A L’atelier et Galerie d’art L’imagerie de Lannion, l’artiste photographe rennaise Lise Gaudaire expose Les Faiseurs de paysage du 2 octobre au 31 décembre 2021.
Lise Gaudaire présente à L’Imagerie son projet Les Faiseurs de paysage, fruit d’un travail au long cours initié en 2017. Dans cette série, ce ne sont pas les paysages spectaculaires ou grandioses qui intéressent l’artiste, mais plutôt des lieux ordinaires, relativement communs, souvent situés en territoire rural : des sous-bois, des champs, les berges d’une rivière. Des lieux qu’on ne regarde plus à force de les fréquenter et qu’on tend à considérer comme « naturels », comme si la main de l’homme n’avait pas de prise sur eux. Pourtant, même si aucune construction ou habitation n’y est visible, ces paysages ont tous été — à des échelles variées — façonnés par l’homme.
C’est cette influence plus ou moins perceptible des activités humaines sur le paysage que documente Lise Gaudaire. Elle photographie par exemple une forêt après le passage des bûcherons, transformée de manière évidente par l’abattage des arbres. Mais la forêt se trouve tout autant modifiée par d’autres aménagements moins sensibles au premier abord, comme les plantations de nouveaux arbres gérées par les employés de l’Office National des Forêts, qui changent la forêt au fil des ans. Les paysages sont le résultat de décisions (économiques, administratives ou politiques) qui agissent sur leur morphologie. Ils ne sont pas « déjà là », immuables, mais sont au contraire perpétuellement mouvants, toujours en devenir.
Les Faiseurs de paysage est l’aboutissement de trois résidences artistiques, ayant donné lieu à trois chapitres, rassemblés ici pour la première fois. Le projet a débuté à Bazouges-la-Pérouse (Ille-et-Vilaine) et concerne la forêt. Il s’est poursuivi à Pontmain (Mayenne) en se concentrant sur le bocage, pour s’achever avec le dernier chapitre, dans le Trégor, qui se rapporte à la rivière. Dans les environs de Lannion, Lise Gaudaire a ainsi photographié le Léguer, cours d’eau ponctué de nombreux barrages qui sont maintenant progressivement effacés pour retrouver son caractère sauvage. Cette renaturalisation, là aussi entièrement planifiée et contrôlée par l’homme, est l’objet — indirect — des clichés de l’artiste.

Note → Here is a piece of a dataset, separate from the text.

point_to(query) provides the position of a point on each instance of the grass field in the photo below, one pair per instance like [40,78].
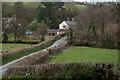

Pour l’accompagner dans sa découverte des lieux, Lise Gaudaire s’entoure de différents interlocuteurs qui l’aident à comprendre les sites, à en saisir toute la complexité au-delà des apparences. Dans sa série, les vues de paysages se trouvent associées aux portraits de ceux qui les construisent (paysans, pêcheurs, agents des espaces verts, etc.), photographiés le plus souvent parmi la végétation. Les fougères, le houx et le lierre envahissent les images jusqu’à occuper parfois toute la surface des photographies. Dans les broussailles luxuriantes, dans les lisières de forêt touffues ou sur les berges humides, le paysage et l’humain s’entrecroisent et se mêlent. L’un façonne l’autre autant qu’il est façonné par celui-ci.
Biographie
Lise Gaudaire est diplômée de l’École Supérieure d’Art de Lorient en 2007. Après des séries de portraits consacrées à son père paysan, à l’enfance en famille d’accueil et au passage de l’adolescence à l’âge adulte, elle s’intéresse depuis 2013 aux rapports que l’homme entretient avec le paysage, avec son territoire, à la manière qu’il a de le regarder et de l’appréhender, et en particulier à celles et ceux qui le travaillent. Munie de sa chambre photographique et de son micro, souvent accompagnée de personnes qui vivent et font l’espace rural — paysans, gardes forestiers, techniciens —, elle arpente la campagne. Elle les suit, les enregistre, échange et les photographie, eux et leurs paysages. Les séries photographiques de Lise Gaudaire, au-delà de leur dimension sensible, s’apparentent ainsi autant à une démarche de type anthropologique qu’à une archéologie du paysage.
En 2019, elle reçoit une bourse d’aide individuelle à la création de la DRAC Bretagne et a bénéficié, en 2020, de deux résidences de création : à L’Imagerie à Lannion et au Centre d’art contemporain de Pontmain. Elle poursuit ses recherches dans le cadre de la Casa de Velázquez où elle est accueillie en 2021-2022, pour un projet sur les oasis.